I wake up, note it's time for chicken care, look out and confirm that it is cloudy and damp. Just as expected. And now I have to push myself a little to get up and outside. It's not especially warm and so it's still a production to get going. I had glanced at Ocean from a year back and noted that we had been eating breakfast fairly regularly on the porch on these dates. Not this year.
Okay, I'm up. Hey Ed, I'm up.
Mmm. He rolls over and continues to sleep.
It's been a while since we've seen or talked to the chicken owners (remember, we're only foster chicken caretakers). It seems that they're happy to drop out of the picture. That's okay: there's not much that they can do for the birds if the birds are here. I know that now.
It's Friday and for us that means that after breakfast...
.... Ed hurries off to his meetings and I hurry off to do weekly grocery shopping.
I prolong the expedition somewhat by stopping off at the eye glass store. I need new glasses. Mine are too old, too square, too loose, too incompatible with my current vision. I stare at the prices of frames and I tell the salesclerk that I could buy two huge TVs for that kind of money and there's a lot more technology that goes into TVs than into frames. She mumbles something about the frames being handmade. Is it more important to have your glass frames be made without use of technology? The glasses will have to wait.
Back at the farmette, I sit down to do some writing. I look up every now and then to take note of where the chickens are. I no longer panic when I don't see them. They're always somewhere. Okay, let me do a more thorough check now. I go outside.
Nothing.
I call out -- cheepers!
Silence.
I think -- it is impossible for all four to disappear in unison! I call louder. They come running. All the way from where the long driveway meets the road. (Where the robins hang out now, to keep out of the path of chickens!)
Oh for God's sake! Must you wander into the dangerous world out there? They look earnest, but disinterested in my lecture.
I think about our life before chickens. Easier, that's for sure. Still, easier doesn't necessarily mean better. Though when I spot our resident groundhog (I call her Martha) moving bits of styrofoam to the wood pile, I scurry inside to read up on the danger she may pose to the flock.
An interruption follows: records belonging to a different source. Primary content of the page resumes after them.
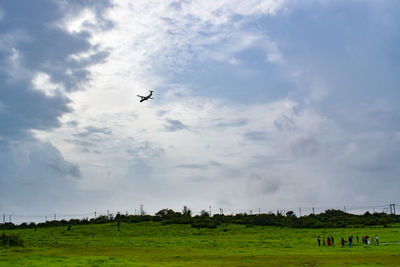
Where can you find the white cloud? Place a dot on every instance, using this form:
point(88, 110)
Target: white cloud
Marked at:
point(42, 82)
point(180, 144)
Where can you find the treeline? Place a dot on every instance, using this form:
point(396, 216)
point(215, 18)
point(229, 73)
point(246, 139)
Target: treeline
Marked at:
point(327, 219)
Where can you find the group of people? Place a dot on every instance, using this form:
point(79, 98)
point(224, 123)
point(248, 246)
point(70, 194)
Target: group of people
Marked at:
point(330, 241)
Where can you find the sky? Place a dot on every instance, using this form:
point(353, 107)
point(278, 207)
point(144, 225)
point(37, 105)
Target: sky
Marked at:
point(258, 104)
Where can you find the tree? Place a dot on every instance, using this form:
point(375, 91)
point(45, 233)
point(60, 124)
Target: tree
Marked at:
point(186, 212)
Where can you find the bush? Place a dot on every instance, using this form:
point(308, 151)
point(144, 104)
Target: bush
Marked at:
point(11, 240)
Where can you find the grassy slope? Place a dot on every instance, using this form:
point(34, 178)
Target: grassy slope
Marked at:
point(180, 245)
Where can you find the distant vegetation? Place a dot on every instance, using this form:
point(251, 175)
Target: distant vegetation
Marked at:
point(11, 240)
point(327, 219)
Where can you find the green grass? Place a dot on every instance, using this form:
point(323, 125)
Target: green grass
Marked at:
point(153, 244)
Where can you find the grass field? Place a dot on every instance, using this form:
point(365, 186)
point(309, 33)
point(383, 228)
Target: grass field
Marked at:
point(153, 244)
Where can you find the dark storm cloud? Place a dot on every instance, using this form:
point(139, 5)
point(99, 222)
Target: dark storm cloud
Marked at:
point(233, 123)
point(32, 43)
point(145, 150)
point(174, 125)
point(34, 175)
point(256, 135)
point(263, 185)
point(93, 130)
point(206, 166)
point(305, 147)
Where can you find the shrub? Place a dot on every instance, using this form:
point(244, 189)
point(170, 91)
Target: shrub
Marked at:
point(11, 240)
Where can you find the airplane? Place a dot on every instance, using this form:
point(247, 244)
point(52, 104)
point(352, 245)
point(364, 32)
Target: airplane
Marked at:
point(144, 98)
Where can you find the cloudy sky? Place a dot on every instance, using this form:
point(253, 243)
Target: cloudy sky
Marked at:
point(258, 104)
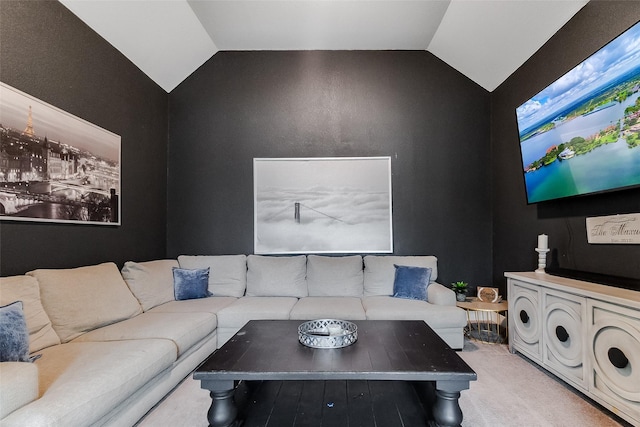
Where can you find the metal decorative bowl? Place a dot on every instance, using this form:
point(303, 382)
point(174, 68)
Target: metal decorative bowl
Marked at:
point(327, 333)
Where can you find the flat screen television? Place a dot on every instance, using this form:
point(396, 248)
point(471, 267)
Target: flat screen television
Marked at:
point(581, 134)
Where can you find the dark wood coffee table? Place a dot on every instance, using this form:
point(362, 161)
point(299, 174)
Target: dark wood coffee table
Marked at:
point(393, 350)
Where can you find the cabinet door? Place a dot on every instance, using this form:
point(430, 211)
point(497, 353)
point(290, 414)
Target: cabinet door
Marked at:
point(614, 350)
point(525, 334)
point(564, 336)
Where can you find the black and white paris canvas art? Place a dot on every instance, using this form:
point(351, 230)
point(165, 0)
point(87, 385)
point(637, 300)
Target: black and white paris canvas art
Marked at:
point(54, 166)
point(323, 205)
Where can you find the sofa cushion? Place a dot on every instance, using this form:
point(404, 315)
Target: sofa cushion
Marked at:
point(81, 382)
point(411, 282)
point(436, 316)
point(79, 300)
point(19, 386)
point(27, 290)
point(255, 308)
point(151, 282)
point(335, 276)
point(190, 284)
point(343, 308)
point(14, 335)
point(205, 305)
point(271, 276)
point(379, 271)
point(184, 329)
point(227, 273)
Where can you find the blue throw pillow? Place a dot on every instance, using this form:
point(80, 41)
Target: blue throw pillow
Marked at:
point(411, 282)
point(190, 284)
point(14, 335)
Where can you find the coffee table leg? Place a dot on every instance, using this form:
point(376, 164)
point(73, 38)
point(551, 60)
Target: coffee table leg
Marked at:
point(223, 411)
point(446, 410)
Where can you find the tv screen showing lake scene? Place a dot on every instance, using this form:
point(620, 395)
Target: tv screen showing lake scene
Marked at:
point(581, 134)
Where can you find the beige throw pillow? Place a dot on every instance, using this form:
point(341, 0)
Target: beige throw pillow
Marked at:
point(151, 282)
point(277, 276)
point(335, 276)
point(79, 300)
I do not need yet another predator to worry about. (Word has it that a groundhog will turn mean only if threatened or if it wants to protect its babes. Otherwise, they're into vegetables. And styrofoam. Again I give the chickens a lecture, this time about getting too close to the woodpile where the groundhog family resides. Again the chicks appear to be disinterested in my guidance and instruction.)
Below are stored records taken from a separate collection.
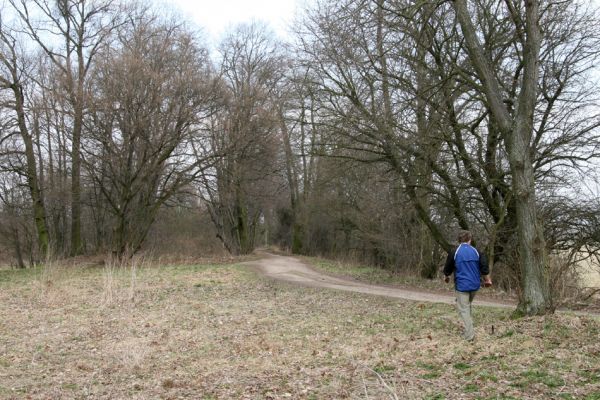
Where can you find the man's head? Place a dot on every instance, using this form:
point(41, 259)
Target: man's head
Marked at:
point(464, 237)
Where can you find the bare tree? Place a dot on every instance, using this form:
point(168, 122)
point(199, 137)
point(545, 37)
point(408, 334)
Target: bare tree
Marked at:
point(13, 75)
point(70, 32)
point(152, 89)
point(244, 134)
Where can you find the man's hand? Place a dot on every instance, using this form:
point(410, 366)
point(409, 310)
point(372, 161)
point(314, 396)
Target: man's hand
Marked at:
point(487, 281)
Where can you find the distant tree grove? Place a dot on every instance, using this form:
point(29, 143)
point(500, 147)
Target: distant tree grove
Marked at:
point(376, 131)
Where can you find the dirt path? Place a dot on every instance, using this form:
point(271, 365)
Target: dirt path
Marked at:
point(290, 269)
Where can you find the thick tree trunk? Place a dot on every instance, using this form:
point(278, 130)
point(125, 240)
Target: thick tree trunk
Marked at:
point(518, 131)
point(39, 211)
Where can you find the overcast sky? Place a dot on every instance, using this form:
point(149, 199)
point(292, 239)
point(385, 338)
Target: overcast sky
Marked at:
point(215, 16)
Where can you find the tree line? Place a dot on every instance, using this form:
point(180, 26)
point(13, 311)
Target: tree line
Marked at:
point(376, 131)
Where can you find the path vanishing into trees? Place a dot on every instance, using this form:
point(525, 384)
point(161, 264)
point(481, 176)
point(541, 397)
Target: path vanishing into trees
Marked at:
point(292, 270)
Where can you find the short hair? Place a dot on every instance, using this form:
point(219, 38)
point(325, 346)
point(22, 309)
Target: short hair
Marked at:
point(464, 236)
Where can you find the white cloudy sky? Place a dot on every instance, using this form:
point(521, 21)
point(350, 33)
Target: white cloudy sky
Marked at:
point(215, 16)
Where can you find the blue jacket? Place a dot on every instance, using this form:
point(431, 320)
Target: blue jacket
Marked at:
point(468, 266)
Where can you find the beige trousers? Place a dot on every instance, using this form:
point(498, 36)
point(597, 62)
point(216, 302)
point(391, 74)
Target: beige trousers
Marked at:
point(463, 306)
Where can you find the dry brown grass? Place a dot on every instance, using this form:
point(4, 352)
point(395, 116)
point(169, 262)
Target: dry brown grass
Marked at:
point(221, 332)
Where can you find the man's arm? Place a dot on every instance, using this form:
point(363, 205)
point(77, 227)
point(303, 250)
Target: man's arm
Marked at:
point(449, 266)
point(484, 269)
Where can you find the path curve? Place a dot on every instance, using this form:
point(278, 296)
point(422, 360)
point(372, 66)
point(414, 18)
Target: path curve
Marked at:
point(292, 270)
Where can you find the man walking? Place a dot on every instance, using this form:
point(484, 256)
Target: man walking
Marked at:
point(468, 267)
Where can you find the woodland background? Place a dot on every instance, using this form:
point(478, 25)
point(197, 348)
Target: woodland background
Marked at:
point(374, 132)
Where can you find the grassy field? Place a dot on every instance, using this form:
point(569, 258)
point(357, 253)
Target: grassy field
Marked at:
point(222, 332)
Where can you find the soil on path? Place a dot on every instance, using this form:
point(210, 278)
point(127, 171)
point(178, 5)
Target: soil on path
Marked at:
point(292, 270)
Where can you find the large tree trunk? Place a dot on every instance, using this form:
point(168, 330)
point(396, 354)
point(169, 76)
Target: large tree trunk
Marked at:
point(518, 131)
point(39, 211)
point(535, 276)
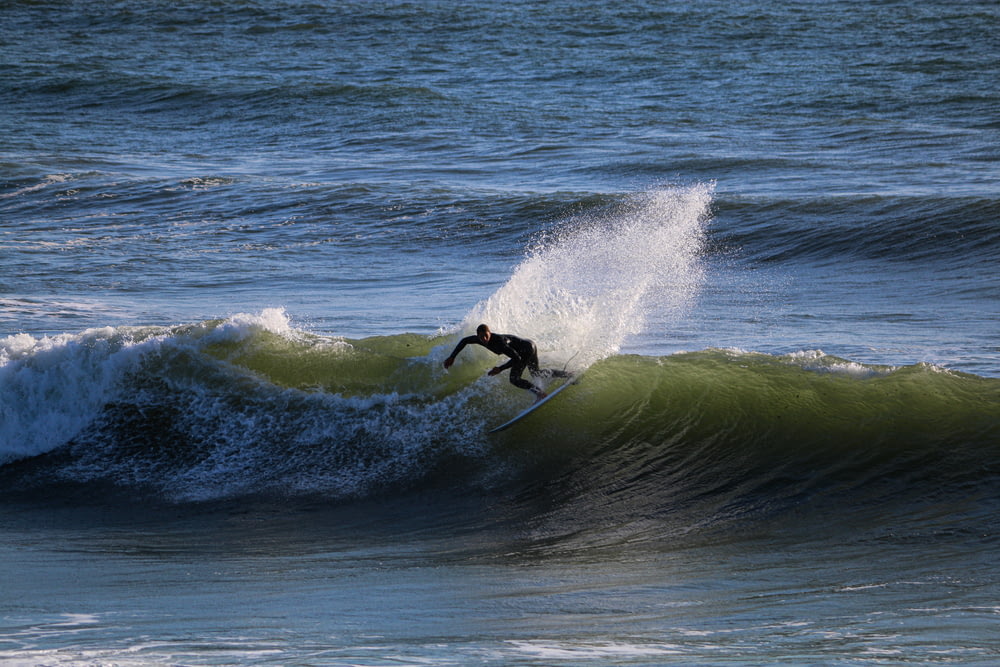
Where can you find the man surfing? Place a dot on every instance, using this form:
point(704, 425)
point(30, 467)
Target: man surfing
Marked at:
point(521, 351)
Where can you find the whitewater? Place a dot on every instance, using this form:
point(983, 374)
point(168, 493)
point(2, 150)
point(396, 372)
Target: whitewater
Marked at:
point(239, 239)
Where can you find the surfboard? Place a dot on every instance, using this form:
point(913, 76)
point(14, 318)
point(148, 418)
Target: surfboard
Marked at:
point(537, 404)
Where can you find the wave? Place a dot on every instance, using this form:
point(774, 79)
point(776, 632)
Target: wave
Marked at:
point(252, 406)
point(959, 230)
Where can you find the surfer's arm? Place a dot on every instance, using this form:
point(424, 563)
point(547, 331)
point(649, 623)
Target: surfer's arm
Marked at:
point(458, 348)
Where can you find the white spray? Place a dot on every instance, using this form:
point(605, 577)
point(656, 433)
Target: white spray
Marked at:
point(584, 289)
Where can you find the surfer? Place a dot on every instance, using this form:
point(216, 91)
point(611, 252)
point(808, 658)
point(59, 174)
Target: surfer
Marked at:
point(521, 351)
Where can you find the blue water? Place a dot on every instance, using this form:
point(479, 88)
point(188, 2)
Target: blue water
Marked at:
point(237, 240)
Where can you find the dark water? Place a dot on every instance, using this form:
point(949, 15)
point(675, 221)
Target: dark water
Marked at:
point(237, 240)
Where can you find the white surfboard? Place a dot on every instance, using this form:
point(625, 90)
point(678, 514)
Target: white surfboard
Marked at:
point(537, 404)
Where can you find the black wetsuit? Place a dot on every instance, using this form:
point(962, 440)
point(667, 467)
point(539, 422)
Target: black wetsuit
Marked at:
point(521, 351)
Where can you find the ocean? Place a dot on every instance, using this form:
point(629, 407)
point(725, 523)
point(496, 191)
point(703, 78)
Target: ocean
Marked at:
point(239, 239)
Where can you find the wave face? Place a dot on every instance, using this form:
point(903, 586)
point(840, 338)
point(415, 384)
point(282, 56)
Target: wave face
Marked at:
point(251, 406)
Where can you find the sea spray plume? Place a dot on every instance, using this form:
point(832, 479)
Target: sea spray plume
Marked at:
point(598, 278)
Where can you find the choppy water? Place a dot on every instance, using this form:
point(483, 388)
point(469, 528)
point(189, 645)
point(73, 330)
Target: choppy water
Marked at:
point(237, 240)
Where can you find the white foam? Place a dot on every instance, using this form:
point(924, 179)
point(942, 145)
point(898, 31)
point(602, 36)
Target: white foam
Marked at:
point(51, 387)
point(583, 290)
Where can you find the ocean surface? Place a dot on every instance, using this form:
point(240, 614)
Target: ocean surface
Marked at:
point(238, 240)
When Ed comes home, we attack the second of the two awful projects I have scheduled for us this spring: the cleaning of the barn (perhaps you remember -- the other awful project is the mowing of our prairie grasses).
The chicken follow us, curiously, cautiously.
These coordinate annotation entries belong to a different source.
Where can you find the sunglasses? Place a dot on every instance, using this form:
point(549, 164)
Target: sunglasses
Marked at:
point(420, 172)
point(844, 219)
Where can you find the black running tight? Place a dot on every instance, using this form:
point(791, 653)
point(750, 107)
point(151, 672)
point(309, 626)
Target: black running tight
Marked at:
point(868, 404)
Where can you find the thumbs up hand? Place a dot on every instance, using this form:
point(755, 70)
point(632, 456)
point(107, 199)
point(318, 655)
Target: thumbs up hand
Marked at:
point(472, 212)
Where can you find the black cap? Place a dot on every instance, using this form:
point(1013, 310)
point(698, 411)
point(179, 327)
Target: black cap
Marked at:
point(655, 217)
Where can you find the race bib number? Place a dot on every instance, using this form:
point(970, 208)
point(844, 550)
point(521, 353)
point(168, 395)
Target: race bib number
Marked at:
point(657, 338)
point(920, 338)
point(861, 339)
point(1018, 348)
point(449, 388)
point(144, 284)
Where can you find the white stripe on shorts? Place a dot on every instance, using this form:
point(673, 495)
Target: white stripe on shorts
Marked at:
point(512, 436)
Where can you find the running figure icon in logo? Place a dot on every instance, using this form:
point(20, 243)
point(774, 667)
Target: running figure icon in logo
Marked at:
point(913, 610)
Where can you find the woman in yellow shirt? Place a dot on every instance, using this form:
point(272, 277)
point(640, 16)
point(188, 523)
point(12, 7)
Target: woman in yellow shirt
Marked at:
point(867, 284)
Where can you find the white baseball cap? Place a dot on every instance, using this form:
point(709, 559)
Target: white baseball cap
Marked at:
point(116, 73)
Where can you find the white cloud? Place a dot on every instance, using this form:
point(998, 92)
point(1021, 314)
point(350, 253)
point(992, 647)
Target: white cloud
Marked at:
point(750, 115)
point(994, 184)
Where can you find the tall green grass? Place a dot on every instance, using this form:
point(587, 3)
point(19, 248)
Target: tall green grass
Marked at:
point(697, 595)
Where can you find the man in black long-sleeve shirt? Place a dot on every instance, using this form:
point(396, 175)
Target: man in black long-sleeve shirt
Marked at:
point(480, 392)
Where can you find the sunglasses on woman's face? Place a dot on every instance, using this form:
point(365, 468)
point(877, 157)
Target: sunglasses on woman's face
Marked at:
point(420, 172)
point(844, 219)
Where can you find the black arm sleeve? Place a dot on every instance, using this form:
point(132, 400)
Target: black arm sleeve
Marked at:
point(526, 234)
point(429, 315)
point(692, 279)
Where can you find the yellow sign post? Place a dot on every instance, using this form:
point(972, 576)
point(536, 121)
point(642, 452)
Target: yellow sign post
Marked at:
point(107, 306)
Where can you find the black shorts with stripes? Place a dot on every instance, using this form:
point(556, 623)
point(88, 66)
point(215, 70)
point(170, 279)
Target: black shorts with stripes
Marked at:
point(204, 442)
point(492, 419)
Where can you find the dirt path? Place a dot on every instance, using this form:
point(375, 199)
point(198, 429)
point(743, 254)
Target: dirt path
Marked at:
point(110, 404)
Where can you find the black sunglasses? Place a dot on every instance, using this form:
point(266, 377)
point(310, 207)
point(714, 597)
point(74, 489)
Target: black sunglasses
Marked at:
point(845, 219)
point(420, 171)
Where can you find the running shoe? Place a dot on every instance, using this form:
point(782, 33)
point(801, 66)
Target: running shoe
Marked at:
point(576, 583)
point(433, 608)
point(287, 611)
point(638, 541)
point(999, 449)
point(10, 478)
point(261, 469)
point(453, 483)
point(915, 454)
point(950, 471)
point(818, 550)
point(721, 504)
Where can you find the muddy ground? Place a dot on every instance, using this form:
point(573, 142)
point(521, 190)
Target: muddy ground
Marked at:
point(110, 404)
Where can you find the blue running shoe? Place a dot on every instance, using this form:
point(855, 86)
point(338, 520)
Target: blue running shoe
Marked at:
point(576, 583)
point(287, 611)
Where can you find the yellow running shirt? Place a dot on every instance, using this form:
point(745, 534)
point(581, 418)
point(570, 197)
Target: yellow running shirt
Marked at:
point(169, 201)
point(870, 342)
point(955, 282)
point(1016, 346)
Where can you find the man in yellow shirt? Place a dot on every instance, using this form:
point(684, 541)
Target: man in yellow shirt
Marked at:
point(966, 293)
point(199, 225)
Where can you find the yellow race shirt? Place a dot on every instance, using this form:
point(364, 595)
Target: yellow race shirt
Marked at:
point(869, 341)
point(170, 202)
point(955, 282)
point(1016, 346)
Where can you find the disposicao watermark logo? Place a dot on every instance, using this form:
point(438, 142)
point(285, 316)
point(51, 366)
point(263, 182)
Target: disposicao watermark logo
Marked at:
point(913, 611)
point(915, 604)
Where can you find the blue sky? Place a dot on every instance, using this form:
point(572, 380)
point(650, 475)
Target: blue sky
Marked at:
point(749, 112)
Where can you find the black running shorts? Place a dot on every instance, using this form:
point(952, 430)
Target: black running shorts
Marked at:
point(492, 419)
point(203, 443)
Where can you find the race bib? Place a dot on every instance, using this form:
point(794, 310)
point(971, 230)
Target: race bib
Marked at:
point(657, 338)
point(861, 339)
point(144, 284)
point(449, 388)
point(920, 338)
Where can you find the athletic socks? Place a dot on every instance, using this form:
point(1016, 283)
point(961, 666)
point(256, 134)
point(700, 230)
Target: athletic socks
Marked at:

No. They don't like it in there. They quickly exit. They stay near us, but outside.
I don't blame them. It's awful inside the old structure. Decades of bird, bat, mouse droppings. Spare boards, wire netting, plastic sheets, hay, insulation planks. Organizing all this is dirty work.
We get to it. Much of the clutter there has to be discarded. It'll take weeks of trash collection to cycle the stuff out. The rest needs a bit of tidying and organization. We're not compulsive: it doesn't have to be great, just good enough. And by the end of the day, I deem it to be just that. At the very least, it looks a hell of a lot better than it did when we first began.
In the meantime, the chickens find their favorite spot in the compost dirt.
We'll be moving them close to this space soon. Maybe that'll keep them focused away from the road, away my flower beds. Maybe.
Evening. Another brief rain shower. Again a cooler wind. But tomorrow -- they say we'll see some sunshine. Oh, I cannot wait for that!